Compensation practice AMAT treats its shares quite well. The burn rate (amount of the number of equity awards granted, reduced by forfeitures and cancellations, as a percentage of our total outstanding shares) was -0.3% in 2010. It aims to keep it low.
- Non-employee directors receive $200,000 worth of stock each year.
- There is no guaranteed bonus for employees or non-employees.
- The directors and executive committee as a group hold 7,623,918 which is less than 1% of the shares outstanding.
AMAT has a very strong balance sheet. Cash and equivalents are $5.9 billion which is enough to pay all liabilities an still have nearly a $1 billion surplus.
| October 31,|
|Cash and cash equivalents||5,960||1,858|
|Total current assets||10,355||6,765|
|Total current liabilities||2,794||2,888|
|Total stockholders' equity||8,800||7,536|
|Total liabilities and stockholders' equity||13,861||10,943|
Also, this is not something new. AMAT never had a debt/equity ratio of greater than 0.07 (except in the current quarter, which is 0.23) in the last decade. The high debt/equity in the current quarter is due to an all-cash purchase of Varian for $4.5 billion.
AMAT has a strong history of buybacks.
|Stock Bought Back||-||-0.41%||2.53%||-3.61%||3.87%||5.91%||9.68%||3.82%||3.11%||-1.16%|
There has been a 20% decline in the shares outstanding since 2001. The company has a running buyback policy until March 2013 of $2 billion. In this fiscal year the company bought back $468 million worth of shares.
The company acquired Varian for the price of $4.5 billion. It expects to make sales of $1.5 billion by this acquisition. Varian has maintained a net margin of around 20% (2010 and second quarter 2011). Using the P/S and P/E or 10, AMAT has overpaid by nearly 50% for this acquisition.
For the first quarter of fiscal 2012, and including the impact of the recent acquisition of Varian Semiconductor Equipment, Applied expects net sales to be down 5% to 15% sequentially.
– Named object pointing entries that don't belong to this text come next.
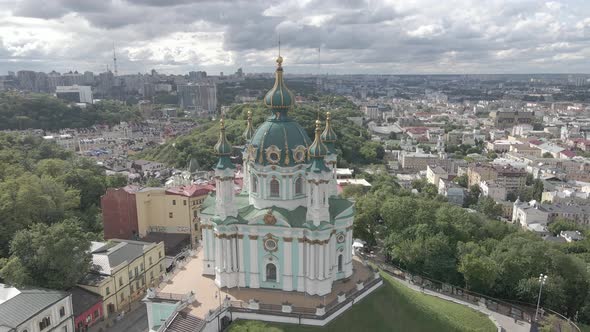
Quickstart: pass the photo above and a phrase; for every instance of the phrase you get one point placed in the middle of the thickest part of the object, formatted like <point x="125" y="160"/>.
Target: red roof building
<point x="119" y="213"/>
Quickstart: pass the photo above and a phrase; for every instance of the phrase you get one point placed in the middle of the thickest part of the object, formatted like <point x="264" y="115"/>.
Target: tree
<point x="353" y="191"/>
<point x="53" y="256"/>
<point x="480" y="273"/>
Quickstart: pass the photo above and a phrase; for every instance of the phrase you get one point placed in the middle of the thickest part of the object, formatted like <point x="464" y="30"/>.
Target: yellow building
<point x="122" y="271"/>
<point x="172" y="210"/>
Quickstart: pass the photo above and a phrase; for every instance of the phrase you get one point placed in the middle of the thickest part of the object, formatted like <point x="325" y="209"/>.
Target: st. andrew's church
<point x="287" y="229"/>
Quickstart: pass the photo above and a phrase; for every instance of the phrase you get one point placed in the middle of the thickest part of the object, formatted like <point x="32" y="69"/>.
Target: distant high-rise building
<point x="201" y="97"/>
<point x="197" y="75"/>
<point x="75" y="93"/>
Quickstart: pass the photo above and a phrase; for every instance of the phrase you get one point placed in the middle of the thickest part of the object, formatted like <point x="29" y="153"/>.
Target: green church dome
<point x="280" y="141"/>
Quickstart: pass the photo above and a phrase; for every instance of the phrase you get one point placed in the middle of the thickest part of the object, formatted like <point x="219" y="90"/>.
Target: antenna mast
<point x="114" y="59"/>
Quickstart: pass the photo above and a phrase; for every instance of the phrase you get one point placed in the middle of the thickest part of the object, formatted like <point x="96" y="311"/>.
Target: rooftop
<point x="29" y="302"/>
<point x="82" y="300"/>
<point x="109" y="255"/>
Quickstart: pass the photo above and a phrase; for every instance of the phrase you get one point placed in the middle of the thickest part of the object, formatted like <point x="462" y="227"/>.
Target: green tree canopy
<point x="53" y="256"/>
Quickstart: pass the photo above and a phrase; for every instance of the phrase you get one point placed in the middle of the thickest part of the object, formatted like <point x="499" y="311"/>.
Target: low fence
<point x="524" y="311"/>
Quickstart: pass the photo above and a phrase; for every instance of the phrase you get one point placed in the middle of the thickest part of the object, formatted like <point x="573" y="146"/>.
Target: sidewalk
<point x="109" y="324"/>
<point x="505" y="322"/>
The company expects non-GAAP EPS to be in the range of $0.08 to $0.16. The non-GAAP EPS outlook excludes known charges related to completed acquisitions of approximately $0.10 per share but does not exclude other non-GAAP adjustments that may arise subsequent to this release.
AMAT is tied hand and foot to the vagaries of the semiconductor industry.
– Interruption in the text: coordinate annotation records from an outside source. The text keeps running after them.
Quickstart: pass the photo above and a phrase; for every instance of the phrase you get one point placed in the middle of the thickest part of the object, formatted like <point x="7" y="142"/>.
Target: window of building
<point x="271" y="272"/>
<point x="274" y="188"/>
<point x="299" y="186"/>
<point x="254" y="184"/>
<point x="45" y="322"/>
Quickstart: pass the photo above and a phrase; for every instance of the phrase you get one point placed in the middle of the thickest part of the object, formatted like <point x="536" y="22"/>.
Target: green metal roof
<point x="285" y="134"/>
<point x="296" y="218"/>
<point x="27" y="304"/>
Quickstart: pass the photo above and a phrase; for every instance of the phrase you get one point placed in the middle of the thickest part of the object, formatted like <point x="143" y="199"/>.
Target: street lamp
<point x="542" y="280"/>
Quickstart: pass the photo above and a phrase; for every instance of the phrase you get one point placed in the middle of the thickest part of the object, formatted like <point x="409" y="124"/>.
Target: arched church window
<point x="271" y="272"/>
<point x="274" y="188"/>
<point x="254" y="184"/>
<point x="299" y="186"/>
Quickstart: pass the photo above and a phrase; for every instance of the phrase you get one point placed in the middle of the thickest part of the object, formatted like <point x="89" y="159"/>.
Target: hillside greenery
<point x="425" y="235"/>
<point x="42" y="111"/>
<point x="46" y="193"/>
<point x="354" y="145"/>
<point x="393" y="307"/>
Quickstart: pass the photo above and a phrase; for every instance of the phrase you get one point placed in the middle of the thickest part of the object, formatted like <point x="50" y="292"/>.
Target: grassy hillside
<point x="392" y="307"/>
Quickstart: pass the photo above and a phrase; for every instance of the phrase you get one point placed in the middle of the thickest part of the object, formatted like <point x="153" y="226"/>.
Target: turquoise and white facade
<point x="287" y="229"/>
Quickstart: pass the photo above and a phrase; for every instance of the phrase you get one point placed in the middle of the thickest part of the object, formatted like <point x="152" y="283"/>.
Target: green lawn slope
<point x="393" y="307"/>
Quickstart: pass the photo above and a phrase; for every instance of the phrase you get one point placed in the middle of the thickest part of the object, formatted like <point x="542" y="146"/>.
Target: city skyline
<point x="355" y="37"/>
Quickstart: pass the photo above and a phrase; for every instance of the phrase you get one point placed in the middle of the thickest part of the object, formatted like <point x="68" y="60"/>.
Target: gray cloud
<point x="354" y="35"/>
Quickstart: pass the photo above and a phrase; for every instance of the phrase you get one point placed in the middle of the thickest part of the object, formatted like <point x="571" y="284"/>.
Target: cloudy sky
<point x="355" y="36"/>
In the last decade, the company never had a negative FCF. Following is the table relevant to our valuation quest. The current stock price of $11.41 implies that the market is expecting AMAT to shrink its FCF at the rate of -7%.
Comparing AMAT to its competitors we see that AMAT is the cheapest and the most shareholder friendly across the industry.
Forgetting the fancy calculations, the company sells for $15 billion as of today ($11.34 per share). After paying all its liabilities, the company will have left over current assets of $5 billion. So, in effect AMAT is selling for $10 billion and has $2 billion in FCF and $11 billion in sales (with 20% net margin). Whichever way you cut it, this is pretty cheap,
Conclusion I conclude with the following table.
|Shareholder friendliness||Running buyback and 2.6% yield|
|Balance sheet||Rock solid|
We see that AMAT is doing quite well by buying back shares and I will look towards buying more of the stock if it gets down to $9 or so. With the next quarter outlook of EPS in the range $0.08-$0.16, I would expect the shares to hit the price in the next few months. I would also remind the risk of the cyclicality of the industry, so be aware of it before jumping in.